Cook Time 1 hour + overnight setting
Servings 6 x 200ml glasses
1 vanilla pod, split and scraped
4 egg yolks
120g caster sugar
3 titanium-strength gelatine leaves, soaked in cold water for 5 minutes
200 ml thickened cream
100g caster sugar
600g fresh raspberries, plus extra to garnish
For the puree, combine the raspberries, sugar and 100 ml of water in a saucepan, bring to a boil and cook until the raspberries begin to break up. About 5 minutes. Place in a blender and blend until smooth. Pass through a fine sieve to remove seeds.

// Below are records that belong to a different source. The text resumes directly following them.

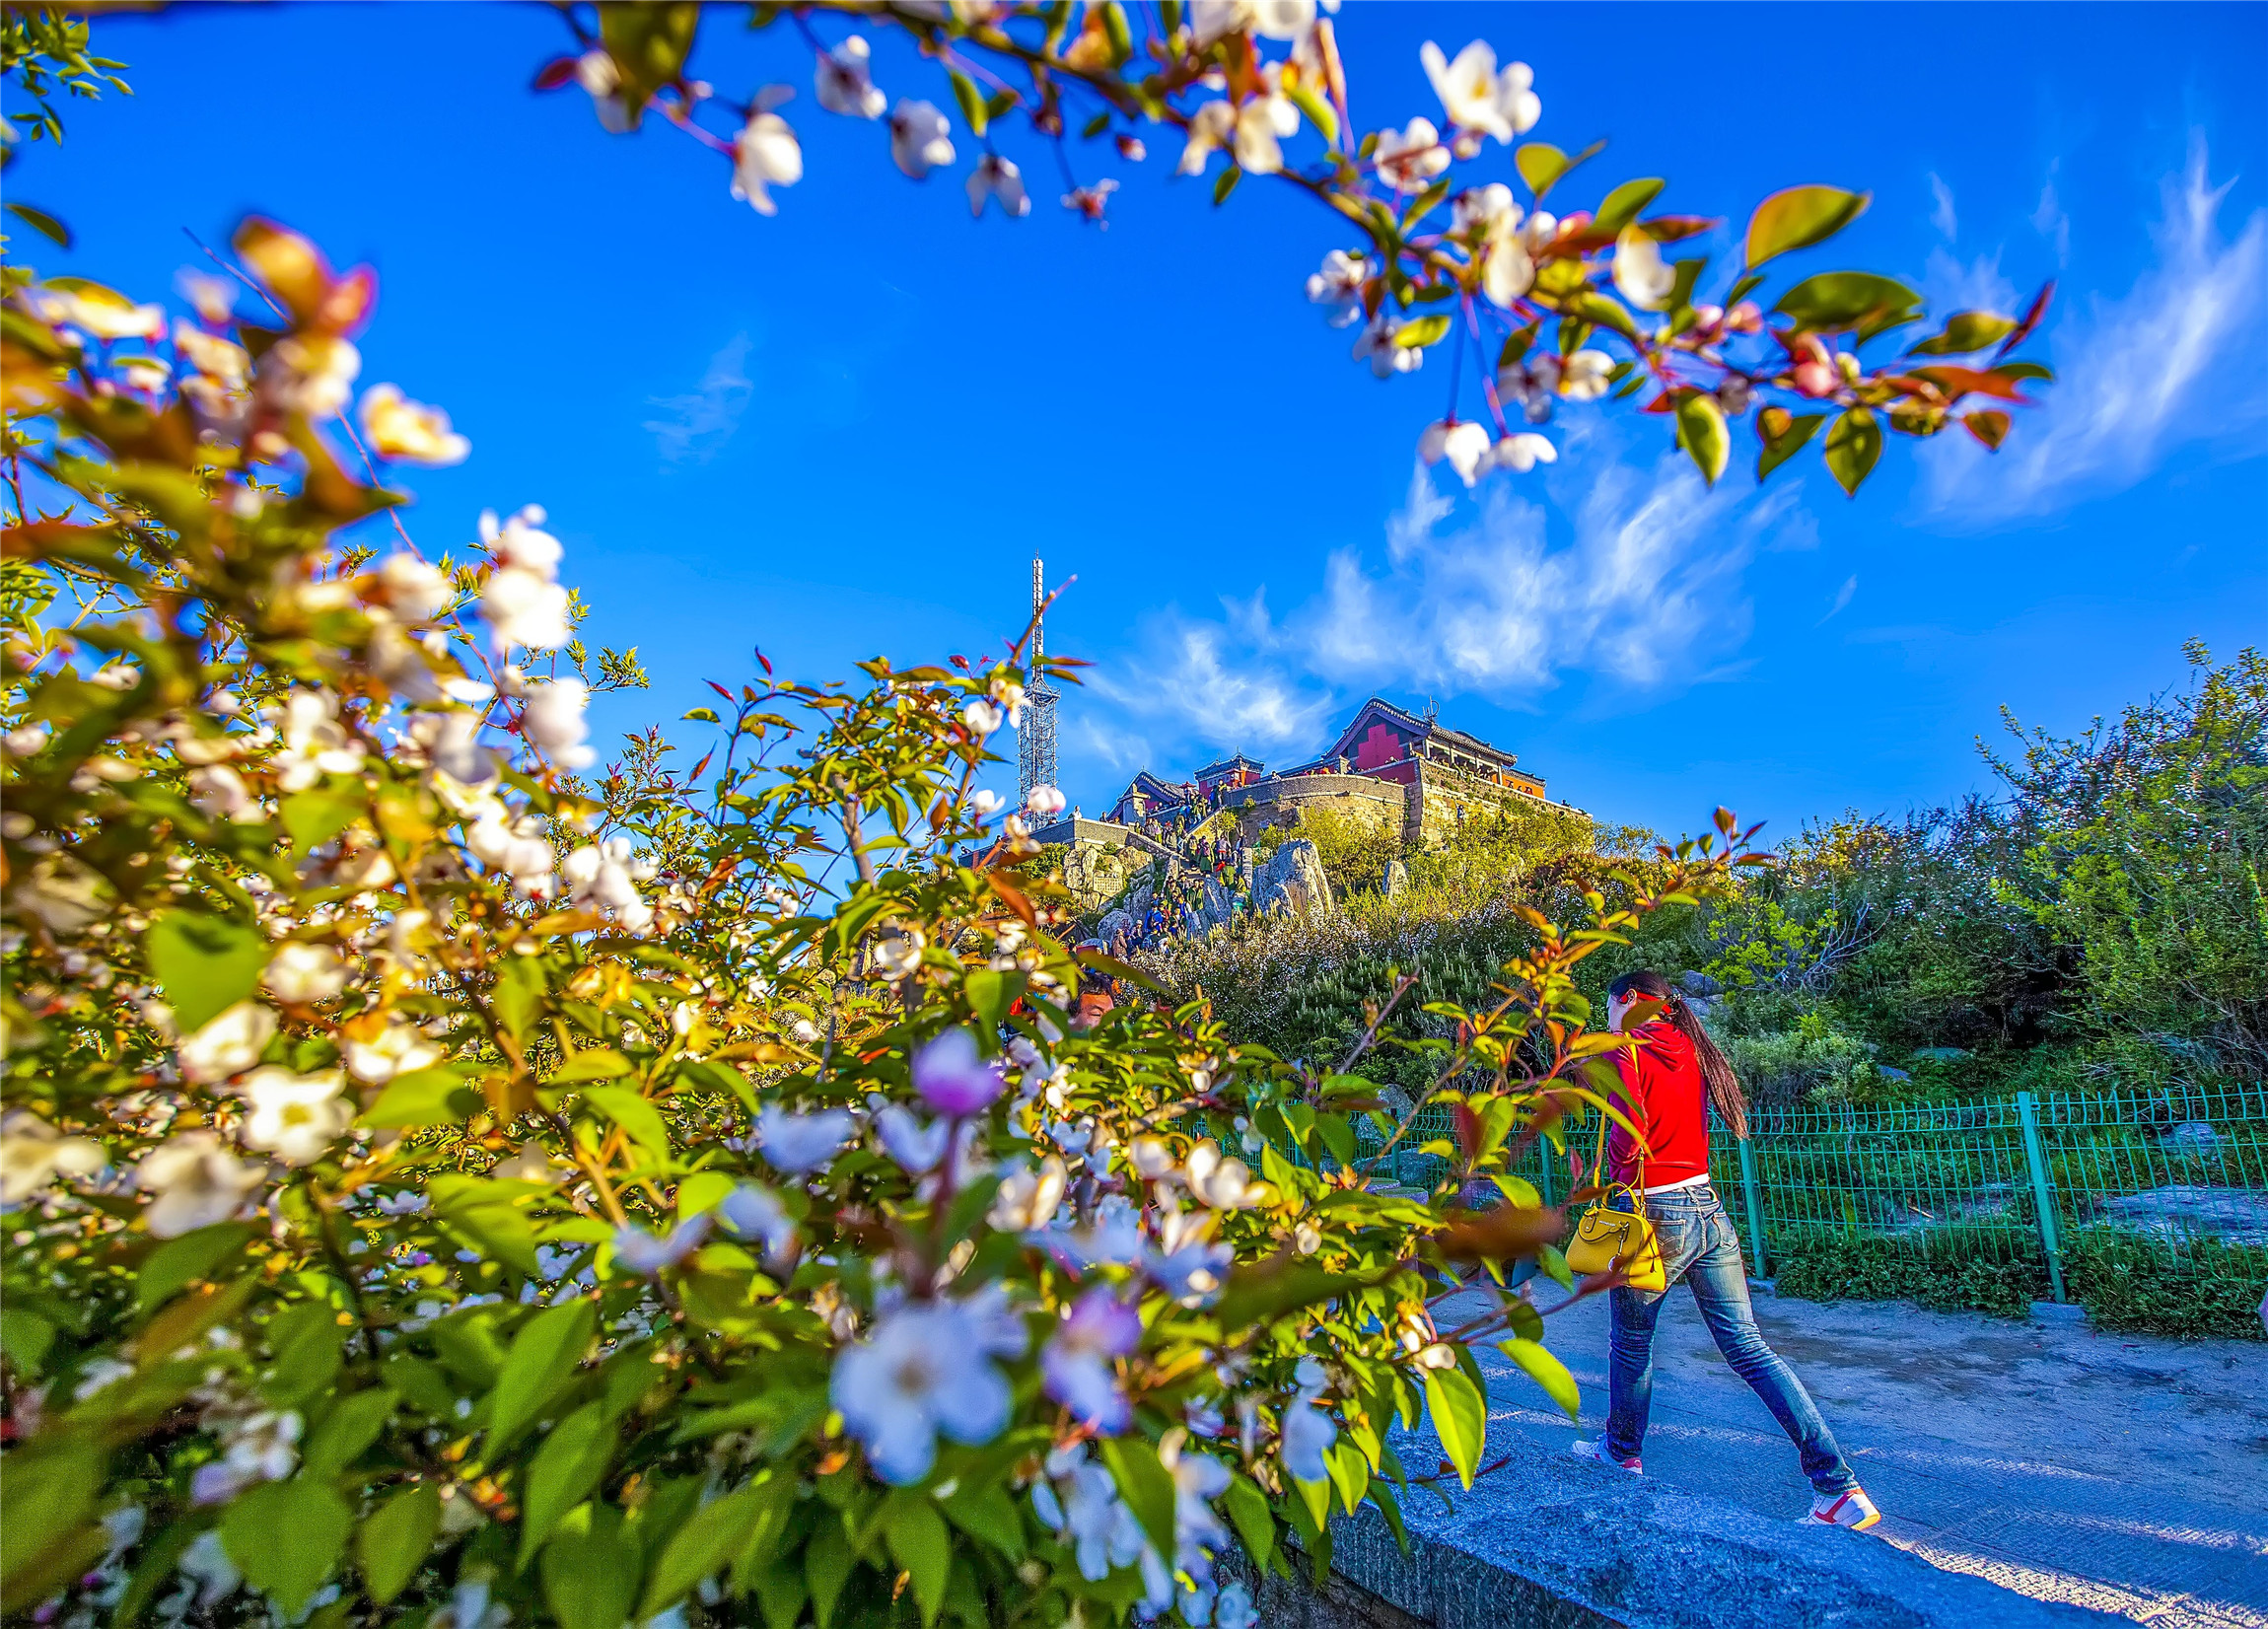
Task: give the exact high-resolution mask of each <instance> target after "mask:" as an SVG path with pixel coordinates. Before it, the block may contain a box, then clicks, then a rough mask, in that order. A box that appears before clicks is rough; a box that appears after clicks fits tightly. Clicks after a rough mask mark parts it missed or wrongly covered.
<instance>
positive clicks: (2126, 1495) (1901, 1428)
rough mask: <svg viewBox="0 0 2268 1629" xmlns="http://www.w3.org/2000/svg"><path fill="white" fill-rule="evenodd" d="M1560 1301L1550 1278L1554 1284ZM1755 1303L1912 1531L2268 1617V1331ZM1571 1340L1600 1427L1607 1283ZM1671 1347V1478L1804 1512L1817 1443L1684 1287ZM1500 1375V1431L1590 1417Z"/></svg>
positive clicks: (1656, 1440)
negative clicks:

Combine the milk and vanilla pod and seeds in a saucepan and bring just to a boil.
Whisk the egg yolks with the sugar in a bowl until pale and thick, then, stirring constantly, pour in the milk. Pour the mixture back into the pan and cook over medium heat, stirring with a wooden spoon, until thick enough to coat the back of the spoon. Squeeze the excess water out of the gelatine, add to the hot custard and mix until it has dissolved. Strain into a bowl and set aside to cool for 15 minutes then mix in the raspberry puree.
Whisk the cream to soft peaks and fold through the raspberry custard. Divide into decorative glasses and chill for 4 hours or overnight.
Serve with extra raspberries on the top.